Neo4j Causal Cluster : Backup Strategies

backup
cluster
(Ashutosh) #1

Documentation is still bit sparse for cloud cluster backup starting this thread to document experiences and knowledge what some of us come to know.

I recently setup a cluster on google cloud using marketplace installation. Our production database is a single instance enterprise edition with around 20GB of data.

I used following steps to seed the cluster first for testing that it works fine.

  1. On standalone prod DB I took full online backup that did not require any downtime.

    neo4j-admin backup --backup-dir=dir-name --name=backup-name

  2. stop all cluster member (mine was one leader + 2 follower core cluster) and unbind them.
    sudo systemctl stop neo4j
    sudo neo4j-admin unbind

  3. used scp to copy backup on all 3 cluster machines. (maybe someone can suggest if alternative is there)

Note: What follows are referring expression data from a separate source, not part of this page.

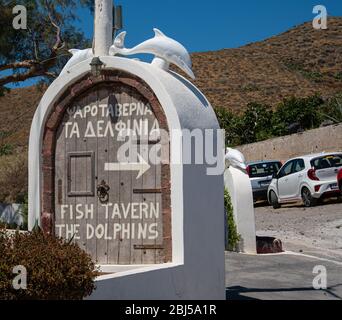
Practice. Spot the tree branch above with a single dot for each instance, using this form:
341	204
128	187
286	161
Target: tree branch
18	77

  4. Seed from backup on all 3 machines
    sudo rm -rf /var/lib/neo4j/data/databases/graph.db
    sudo neo4j-admin restore --from=dir-name --database=graph.db

  5. Hit an Intresting issue, after backup cluster DB won't start. After lot of efforts figured out that issue was due to changed permission on copied graph.db files. To solve this use following commands:
    sudo chown -R neo4j /var/lib/neo4j/data/databases/
    sudo chown -R neo4j /var/lib/neo4j/data/cluster-state/

  6. One major doubt was do we need to stop all cluster machine then start backup/seed or it can be done one by one.

1 Like

(M. David Allen) #2

This is great guidance, thanks for posting it!

On your question 6 -- all machines should be stopped. The thing is, the nodes in the cluster all participate as part of the same cluster. If you are restoring a backup, they need to be in agreement about what is in the data set. If you ever have a situation where the nodes of the cluster have a very different perspective on what is in the graph, you could run into problems.

Neo4j uses the raft consensus protocol, and uses a lot of majority votes. So suppose you unbound the nodes of the cluster, and then 2 of the 3 have the backup dataset. Depending on the situation, you might see that either the majority pushes their updates to the third machine, or you could get some errors. If only one of the three had the backup dataset and the cluster had formed, the one with the good data would be in the minority.

To prevent these problems, the best thing to do is shut down all 3 and unbind them, restore to each, and then bring them all up after the restore is completed. In this way, when they form a cluster, they will already agree on the dataset.

0 Likes